Conceitos

Posso responder a PAD por algo que fiz fora do trabalho?


4 min de leitura · Dr. Wesley Fantini

Revisado por Dr. Wesley Fantini (OAB/GO 21.846) · 15/06/2026

Em regra, o PAD apura a conduta funcional, não a sua vida privada. Mas há exceção: o servidor tem o dever de manter conduta compatível com a moralidade administrativa (Lei 8.112/90, art. 116, IX), e atos da vida pessoal que repercutem diretamente no cargo ou na dignidade da função podem ser apurados. O limite é o nexo com a função.

Uma dúvida delicada: o PAD só pode apurar o que faço no trabalho, ou também a minha vida pessoal? A regra geral protege a sua vida privada — mas há exceções que vale conhecer para não ser pego de surpresa.

A regra: o foco é a conduta funcional

O PAD existe para apurar infrações funcionais — ligadas ao exercício do cargo. Em princípio, a sua vida privada não é assunto da Administração. O Estado não é fiscal da intimidade do servidor.

A exceção: quando a conduta privada repercute no cargo

Alguns deveres funcionais (como manter conduta compatível com a moralidade administrativa e o decoro do cargo) podem alcançar comportamentos que, embora fora do expediente, repercutem diretamente na função ou na imagem da instituição.

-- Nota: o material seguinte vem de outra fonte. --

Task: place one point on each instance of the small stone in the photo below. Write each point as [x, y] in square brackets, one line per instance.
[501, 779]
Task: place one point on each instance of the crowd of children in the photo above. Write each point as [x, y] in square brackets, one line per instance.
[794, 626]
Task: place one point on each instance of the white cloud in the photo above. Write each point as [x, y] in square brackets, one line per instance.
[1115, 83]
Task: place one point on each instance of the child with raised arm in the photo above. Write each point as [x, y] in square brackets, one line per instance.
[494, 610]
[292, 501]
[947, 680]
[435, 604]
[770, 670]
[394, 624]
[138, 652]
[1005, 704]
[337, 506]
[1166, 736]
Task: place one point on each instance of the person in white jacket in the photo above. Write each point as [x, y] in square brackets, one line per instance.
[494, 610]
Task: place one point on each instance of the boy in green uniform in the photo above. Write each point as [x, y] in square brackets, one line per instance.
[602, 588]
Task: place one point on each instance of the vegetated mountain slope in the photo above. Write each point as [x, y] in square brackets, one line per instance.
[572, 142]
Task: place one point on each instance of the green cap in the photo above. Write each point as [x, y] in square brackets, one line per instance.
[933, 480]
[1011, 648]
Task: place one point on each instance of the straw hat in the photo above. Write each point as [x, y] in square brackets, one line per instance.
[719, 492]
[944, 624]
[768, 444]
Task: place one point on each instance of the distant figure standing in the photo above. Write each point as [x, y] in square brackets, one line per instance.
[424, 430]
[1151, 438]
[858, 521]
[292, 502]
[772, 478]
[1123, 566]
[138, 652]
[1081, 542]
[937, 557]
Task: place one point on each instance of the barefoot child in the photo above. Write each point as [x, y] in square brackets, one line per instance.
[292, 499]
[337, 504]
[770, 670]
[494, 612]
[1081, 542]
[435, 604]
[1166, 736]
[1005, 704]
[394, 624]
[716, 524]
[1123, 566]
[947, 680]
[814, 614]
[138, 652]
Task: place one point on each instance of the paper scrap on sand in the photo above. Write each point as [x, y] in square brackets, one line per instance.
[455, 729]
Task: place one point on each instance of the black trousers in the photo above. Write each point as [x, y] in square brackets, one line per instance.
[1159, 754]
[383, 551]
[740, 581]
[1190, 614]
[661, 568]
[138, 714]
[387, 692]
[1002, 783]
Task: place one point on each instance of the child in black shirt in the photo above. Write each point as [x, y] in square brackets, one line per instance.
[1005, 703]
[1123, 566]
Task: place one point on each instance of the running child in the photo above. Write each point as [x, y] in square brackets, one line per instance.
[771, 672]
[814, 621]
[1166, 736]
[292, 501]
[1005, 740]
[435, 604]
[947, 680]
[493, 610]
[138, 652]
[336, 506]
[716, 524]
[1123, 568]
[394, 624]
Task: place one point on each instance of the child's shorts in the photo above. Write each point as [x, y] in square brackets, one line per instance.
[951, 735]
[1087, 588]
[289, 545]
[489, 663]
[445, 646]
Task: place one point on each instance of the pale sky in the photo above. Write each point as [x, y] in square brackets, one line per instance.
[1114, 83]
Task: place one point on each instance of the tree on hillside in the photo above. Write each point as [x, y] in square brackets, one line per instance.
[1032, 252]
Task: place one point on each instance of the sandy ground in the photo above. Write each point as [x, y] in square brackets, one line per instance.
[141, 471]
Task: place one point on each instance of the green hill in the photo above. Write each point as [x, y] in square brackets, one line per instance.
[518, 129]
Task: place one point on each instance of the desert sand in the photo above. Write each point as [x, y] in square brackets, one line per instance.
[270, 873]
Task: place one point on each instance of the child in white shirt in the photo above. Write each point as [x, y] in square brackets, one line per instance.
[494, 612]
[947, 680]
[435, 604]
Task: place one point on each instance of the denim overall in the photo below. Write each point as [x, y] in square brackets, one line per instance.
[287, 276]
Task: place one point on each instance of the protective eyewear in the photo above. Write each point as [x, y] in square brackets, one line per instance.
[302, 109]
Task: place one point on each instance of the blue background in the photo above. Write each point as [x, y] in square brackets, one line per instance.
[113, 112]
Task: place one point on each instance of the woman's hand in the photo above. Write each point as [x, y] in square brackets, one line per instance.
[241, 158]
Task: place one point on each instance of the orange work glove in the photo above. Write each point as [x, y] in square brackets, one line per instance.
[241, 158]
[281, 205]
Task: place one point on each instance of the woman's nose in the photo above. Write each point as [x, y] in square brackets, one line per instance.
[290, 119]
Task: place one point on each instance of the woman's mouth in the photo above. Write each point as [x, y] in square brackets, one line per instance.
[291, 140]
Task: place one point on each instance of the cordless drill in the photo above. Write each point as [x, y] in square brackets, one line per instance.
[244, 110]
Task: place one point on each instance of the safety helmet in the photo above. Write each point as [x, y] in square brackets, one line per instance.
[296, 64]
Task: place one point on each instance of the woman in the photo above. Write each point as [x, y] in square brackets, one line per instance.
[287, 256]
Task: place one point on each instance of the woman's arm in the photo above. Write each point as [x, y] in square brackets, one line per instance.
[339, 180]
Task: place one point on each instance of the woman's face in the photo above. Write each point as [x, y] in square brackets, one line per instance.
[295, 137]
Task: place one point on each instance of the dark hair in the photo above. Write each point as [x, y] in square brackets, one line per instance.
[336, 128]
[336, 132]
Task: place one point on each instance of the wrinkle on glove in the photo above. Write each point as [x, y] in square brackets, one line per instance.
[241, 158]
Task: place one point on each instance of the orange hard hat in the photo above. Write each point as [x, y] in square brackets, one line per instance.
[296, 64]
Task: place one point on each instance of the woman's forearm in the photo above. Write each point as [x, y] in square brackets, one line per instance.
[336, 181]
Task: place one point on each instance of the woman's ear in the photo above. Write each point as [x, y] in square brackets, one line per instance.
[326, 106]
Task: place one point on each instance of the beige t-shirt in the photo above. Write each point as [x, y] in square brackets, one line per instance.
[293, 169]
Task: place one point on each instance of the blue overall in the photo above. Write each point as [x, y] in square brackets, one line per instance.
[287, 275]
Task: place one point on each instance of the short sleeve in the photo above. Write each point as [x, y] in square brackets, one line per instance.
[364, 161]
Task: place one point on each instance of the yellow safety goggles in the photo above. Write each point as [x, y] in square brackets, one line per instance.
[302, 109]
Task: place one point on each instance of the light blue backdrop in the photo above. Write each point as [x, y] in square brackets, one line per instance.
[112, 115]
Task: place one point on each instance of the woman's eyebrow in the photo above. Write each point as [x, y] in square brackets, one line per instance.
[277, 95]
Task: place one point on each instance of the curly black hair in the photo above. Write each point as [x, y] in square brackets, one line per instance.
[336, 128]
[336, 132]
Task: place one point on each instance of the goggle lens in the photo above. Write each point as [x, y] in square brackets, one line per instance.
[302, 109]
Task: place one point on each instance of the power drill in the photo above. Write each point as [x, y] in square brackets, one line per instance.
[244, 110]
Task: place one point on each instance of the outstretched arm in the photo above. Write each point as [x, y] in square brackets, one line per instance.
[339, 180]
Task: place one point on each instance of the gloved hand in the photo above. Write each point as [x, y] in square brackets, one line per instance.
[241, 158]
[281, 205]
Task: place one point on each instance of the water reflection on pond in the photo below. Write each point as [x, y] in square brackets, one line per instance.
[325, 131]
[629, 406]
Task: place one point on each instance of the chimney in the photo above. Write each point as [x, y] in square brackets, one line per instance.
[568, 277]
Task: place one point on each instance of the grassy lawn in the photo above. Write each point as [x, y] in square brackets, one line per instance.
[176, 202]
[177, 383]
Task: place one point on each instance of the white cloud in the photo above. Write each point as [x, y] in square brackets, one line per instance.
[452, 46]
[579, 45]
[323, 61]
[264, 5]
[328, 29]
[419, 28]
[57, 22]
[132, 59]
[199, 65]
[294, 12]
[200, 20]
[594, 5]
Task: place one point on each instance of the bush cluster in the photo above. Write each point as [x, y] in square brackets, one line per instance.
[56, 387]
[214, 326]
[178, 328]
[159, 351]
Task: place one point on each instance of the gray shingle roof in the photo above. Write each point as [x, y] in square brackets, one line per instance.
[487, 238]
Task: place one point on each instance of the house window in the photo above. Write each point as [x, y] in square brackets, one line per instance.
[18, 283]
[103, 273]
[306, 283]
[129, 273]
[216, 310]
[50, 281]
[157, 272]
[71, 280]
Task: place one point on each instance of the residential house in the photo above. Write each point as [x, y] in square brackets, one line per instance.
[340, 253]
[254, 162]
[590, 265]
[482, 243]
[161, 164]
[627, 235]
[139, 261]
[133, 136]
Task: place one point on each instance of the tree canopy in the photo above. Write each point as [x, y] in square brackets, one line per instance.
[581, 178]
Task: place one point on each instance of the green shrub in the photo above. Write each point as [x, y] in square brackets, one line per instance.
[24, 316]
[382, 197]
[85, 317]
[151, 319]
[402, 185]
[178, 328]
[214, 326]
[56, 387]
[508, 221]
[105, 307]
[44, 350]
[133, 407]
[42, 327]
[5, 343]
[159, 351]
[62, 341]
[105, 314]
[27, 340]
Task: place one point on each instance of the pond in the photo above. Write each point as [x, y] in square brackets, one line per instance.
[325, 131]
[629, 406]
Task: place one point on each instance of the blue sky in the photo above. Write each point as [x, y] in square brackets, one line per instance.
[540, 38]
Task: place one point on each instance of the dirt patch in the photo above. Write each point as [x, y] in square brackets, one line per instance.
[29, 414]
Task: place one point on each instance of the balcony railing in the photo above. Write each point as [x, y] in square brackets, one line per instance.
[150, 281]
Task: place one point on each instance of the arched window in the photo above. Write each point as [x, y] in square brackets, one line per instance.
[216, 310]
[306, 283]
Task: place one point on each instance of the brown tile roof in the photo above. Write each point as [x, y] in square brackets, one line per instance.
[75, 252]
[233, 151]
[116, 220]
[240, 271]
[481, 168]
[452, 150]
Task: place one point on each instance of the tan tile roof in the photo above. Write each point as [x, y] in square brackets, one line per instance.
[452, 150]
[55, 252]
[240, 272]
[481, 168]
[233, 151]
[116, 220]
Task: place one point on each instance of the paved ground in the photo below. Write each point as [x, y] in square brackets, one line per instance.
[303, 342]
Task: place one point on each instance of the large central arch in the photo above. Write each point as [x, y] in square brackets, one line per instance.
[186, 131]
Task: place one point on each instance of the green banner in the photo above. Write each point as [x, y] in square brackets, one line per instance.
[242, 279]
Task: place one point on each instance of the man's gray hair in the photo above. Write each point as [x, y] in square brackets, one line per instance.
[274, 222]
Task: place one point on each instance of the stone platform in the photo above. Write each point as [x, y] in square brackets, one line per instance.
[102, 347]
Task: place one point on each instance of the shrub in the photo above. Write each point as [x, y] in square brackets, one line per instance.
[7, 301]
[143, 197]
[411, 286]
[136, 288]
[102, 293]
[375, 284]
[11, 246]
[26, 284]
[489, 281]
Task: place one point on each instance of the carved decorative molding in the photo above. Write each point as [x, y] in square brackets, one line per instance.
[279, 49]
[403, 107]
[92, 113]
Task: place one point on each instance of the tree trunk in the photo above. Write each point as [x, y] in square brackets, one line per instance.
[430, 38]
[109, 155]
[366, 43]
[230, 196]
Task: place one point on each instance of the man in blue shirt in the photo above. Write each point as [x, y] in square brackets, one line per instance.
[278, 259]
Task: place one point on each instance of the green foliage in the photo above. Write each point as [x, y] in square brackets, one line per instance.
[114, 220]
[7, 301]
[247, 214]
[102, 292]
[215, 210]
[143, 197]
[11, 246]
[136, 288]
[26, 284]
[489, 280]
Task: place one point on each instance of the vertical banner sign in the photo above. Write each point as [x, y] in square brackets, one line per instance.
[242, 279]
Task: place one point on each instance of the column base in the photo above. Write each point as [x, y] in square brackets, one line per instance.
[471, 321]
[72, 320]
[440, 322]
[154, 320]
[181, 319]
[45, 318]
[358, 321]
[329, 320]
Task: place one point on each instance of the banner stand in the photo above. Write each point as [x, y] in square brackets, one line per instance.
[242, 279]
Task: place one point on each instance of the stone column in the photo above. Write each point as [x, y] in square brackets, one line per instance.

O ponto-chave é o nexo com o cargo: a conduta privada só tende a justificar apuração quando tem ligação real com a função pública — e não por puro juízo moral sobre a vida do servidor. O exemplo mais comum hoje é a punição por post em rede social, em que opinião legítima e dever funcional precisam ser separados com cuidado.

Foi apurado por algo da sua vida pessoal? Sem nexo com o cargo, punir é questionável — avalie no Mapa do seu PAD.

Regra e exceção, lado a lado

SituaçãoO PAD alcança?
Conduta no exercício do cargoSim — é o objeto natural do PAD
Ato privado sem nexo com a funçãoNão — em regra, fora do alcance
Ato privado que repercute no cargo/decoroPode — se houver nexo concreto (art. 116, IX)
Fato privado já julgado em outra esferaDepende — instâncias independentes

Onde mora a defesa

A depender do caso, costuma-se discutir:

  • existe nexo concreto entre o fato privado e o exercício do cargo?
  • a Administração está extrapolando, invadindo a vida íntima sem justificativa funcional?
  • prova do fato e do impacto na função?
  • a penalidade é proporcional, ou há excesso/moralismo (art. 128)?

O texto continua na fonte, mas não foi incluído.